Question 3.16: Estimate the dryness fraction of steam in a cylinder at 0.7 ...
Estimate the dryness fraction of steam in a cylinder at 0.7 of the stroke from the following data :
r.p.m. = 100 ; cut-off = 0.5 stroke ; steam condensed/min = 44.95 kg/min ; clearance = 8% ; swept volume = 0.1062 m³ ; pressure of steam at 0.7 stroke = 4.13 bar ; pressure of steam at 0.8 of return stroke on compression curve = 1.31 bar ; volume of 1 kg of steam at 4.13 bar = 0.438 m³ ; volume of 1 kg of steam at 1.31 bar = 1.296 m³. (N.U.)

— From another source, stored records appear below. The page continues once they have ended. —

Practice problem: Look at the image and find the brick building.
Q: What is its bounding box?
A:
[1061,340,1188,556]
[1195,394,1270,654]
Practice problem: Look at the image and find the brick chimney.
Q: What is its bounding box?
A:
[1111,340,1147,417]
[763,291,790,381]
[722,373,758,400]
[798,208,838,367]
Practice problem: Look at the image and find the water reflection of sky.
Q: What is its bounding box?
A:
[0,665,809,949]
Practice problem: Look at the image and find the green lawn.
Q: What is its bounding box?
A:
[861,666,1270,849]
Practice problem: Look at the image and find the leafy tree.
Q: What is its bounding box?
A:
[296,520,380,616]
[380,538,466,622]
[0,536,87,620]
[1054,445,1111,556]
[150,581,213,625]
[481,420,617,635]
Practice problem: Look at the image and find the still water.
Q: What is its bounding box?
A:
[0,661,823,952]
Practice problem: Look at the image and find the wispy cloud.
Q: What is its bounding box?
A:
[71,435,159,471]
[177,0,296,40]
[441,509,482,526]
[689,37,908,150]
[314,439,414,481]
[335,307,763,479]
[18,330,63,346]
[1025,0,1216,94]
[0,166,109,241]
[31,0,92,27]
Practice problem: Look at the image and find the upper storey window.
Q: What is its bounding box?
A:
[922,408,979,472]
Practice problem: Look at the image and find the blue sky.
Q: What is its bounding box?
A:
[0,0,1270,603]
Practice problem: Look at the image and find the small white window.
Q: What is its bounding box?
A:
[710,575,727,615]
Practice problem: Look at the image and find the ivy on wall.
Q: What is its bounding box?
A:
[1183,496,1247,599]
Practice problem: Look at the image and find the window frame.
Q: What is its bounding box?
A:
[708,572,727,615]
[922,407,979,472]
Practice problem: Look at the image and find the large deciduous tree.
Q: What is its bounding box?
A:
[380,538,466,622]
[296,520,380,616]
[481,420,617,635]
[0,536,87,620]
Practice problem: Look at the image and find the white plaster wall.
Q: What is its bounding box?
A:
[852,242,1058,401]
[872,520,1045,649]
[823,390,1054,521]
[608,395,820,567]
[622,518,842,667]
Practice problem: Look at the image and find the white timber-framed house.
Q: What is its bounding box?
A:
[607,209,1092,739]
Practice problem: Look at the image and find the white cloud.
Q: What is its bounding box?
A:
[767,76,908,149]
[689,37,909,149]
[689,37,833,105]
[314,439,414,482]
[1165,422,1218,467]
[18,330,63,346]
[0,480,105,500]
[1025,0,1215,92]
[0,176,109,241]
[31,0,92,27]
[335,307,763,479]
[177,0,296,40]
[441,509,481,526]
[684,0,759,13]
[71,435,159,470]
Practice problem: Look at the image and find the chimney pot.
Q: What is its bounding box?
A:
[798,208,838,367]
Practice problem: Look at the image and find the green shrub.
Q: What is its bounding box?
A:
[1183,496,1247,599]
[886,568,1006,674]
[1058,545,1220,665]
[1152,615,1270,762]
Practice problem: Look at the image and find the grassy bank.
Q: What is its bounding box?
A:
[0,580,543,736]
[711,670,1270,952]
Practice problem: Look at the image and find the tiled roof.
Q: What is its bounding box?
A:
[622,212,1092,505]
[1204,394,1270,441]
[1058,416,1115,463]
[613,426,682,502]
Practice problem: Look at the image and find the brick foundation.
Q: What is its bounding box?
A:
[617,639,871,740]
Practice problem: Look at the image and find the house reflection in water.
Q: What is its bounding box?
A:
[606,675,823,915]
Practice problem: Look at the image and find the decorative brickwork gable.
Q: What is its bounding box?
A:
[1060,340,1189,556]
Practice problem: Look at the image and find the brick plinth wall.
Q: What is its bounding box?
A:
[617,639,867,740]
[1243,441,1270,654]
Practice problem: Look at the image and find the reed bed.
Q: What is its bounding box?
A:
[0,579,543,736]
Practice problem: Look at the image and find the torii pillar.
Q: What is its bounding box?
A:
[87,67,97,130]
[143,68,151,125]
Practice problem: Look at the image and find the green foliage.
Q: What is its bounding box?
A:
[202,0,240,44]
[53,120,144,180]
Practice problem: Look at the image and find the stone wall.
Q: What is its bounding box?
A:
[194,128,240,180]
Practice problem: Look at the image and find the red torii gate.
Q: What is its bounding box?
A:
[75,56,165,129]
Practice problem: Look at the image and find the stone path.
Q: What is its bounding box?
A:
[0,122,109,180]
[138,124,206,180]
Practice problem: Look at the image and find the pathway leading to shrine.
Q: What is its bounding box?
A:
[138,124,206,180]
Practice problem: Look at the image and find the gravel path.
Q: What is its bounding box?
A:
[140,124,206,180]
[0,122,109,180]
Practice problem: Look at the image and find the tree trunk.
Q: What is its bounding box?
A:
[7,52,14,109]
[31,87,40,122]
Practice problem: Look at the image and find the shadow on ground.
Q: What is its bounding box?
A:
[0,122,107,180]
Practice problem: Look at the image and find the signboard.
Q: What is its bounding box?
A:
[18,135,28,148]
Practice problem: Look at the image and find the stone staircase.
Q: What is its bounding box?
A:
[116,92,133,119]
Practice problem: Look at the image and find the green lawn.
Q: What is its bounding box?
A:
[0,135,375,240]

Mass of steam used per stroke or cylinder feed
= \frac{44.95}{100} = 0.4495 kg.
Clearance volume = 0.08 V_{s} = 0.08 × 0.1062 = 0.008496 m³
Volume at M on compression curve,
V_{M} = 0.008496 + (1 – 0.8) × 0.1062 = 0.02974 m³
∴ Mass of cushion steam = \frac{V_{M} }{v} = \frac{0.02974}{1.296} = 0.02295 kg
∴ Total mass of steam during expansion stroke
= 0.4495 + 0.02295 = 0.4725 kg
Volume of steam at L = 0.008494 + 0.7 × 0.1062 = 0.08283 m³
∴ Dryness fraction at L
= \frac{Volume of steam in the cylinder at L}{Volume of steam at L , if dry } = \frac{0.08283}{0.4725 × 0.438} = 0.4.